Alexander Woollcott - Biography

Biography

Alexander Woollcott was born in an 85-room house, a vast ramshackle building in Colts Neck Township, New Jersey, near Red Bank. Called the North American Phalanx, it had once been a commune where many social experiments were carried on in the mid-19th century, some more successful than others. When the Phalanx fell apart after a fire in 1854, it was taken over by the Bucklin family, Woollcott's maternal grandparents. Woollcott spent large portions of his childhood there among his extended family. His father was a ne'er-do-well Cockney who drifted through various jobs, sometimes spending long periods away from his wife and children. Poverty was always close at hand. The Bucklins and Woollcotts were avid readers, giving young Aleck (his nickname) a lifelong love of literature, especially the works of Charles Dickens.

He also lived with his family in Kansas City, Missouri; in that city he attended Central High School, where teacher Sophie Rosenberger "inspired him to literary effort" and with whom he "kept in touch all her life." With the help of a family friend, Dr. Alexander Humphreys (after whom he was named), Woollcott made his way through college, graduating from Hamilton College in Clinton, New York, in 1909. Despite a rather poor reputation (his nickname was "Putrid"), he founded a drama group there, edited the student literary magazine and was accepted by a fraternity.

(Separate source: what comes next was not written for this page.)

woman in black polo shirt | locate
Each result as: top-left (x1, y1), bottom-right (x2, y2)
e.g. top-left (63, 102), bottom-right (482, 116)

In his early twenties he contracted the mumps, which apparently left him mostly, if not completely, impotent. He never married or had children, although he had a large number of female friends, most notable of whom were Dorothy Parker and Neysa McMein, to whom he actually proposed the day after she had just wed her new husband, Jack Baragwanath. Wollcott once told McMein that “I’m thinking of writing the story of our life together. The title is already settled.” McMein: “What is it?” Woollcott: “Under Separate Cover.”)

Woollcott joined the staff of The New York Times as a cub reporter in 1909. In 1914 he was named drama critic and held the post until 1922, with a break for service during World War I. In April 1917, the day after war was declared, Woollcott volunteered as a private in the medical corps. Posted overseas, Woollcott was a sergeant when the intelligence section of the American Expeditionary Forces selected him and a half-dozen other newspaper men to create an official newspaper to bolster troop morale. As a roving correspondent of Stars and Stripes, Woollcott witnessed and reported the horrors of the Great War from the point of view of the common soldier. After the war he returned to The New York Times, then transferred to The New York Herald in 1922 and to The World in 1923. He remained there until 1928.

One of New York's most prolific drama critics, he was an owlish character whose caustic wit either joyously attracted or vehemently repelled the artistic communities of 1920s Manhattan. He was banned for a time from reviewing certain Broadway theater shows. As a result he sued the Shubert theater organization for violation of the New York Civil Rights Act, but lost in the state's highest court in 1916 on the grounds that only discrimination on the basis of race, creed or color was unlawful. From 1929 to 1934 Woollcott wrote a column called "Shouts and Murmurs" for The New Yorker. He was frequently criticized for his ornate, florid style of writing and, in contrast to his contemporaries James Thurber and S. J. Perelman, he is little read today, although his book, While Rome Burns, published by Grosset & Dunlap in 1934, was in 1954 named by critic Vincent Starrett as one of the fifty-two "Best Loved Books of the Twentieth Century".

Woollcott's review of the Marx Brothers' Broadway debut, I'll Say She Is, helped the group's career from mere success to superstardom and started a life-long friendship with Harpo Marx. Harpo's two adopted sons, Alexander Marx and William (Bill) Woollcott Marx, were named after Woollcott and his brother, Billy Woollcott.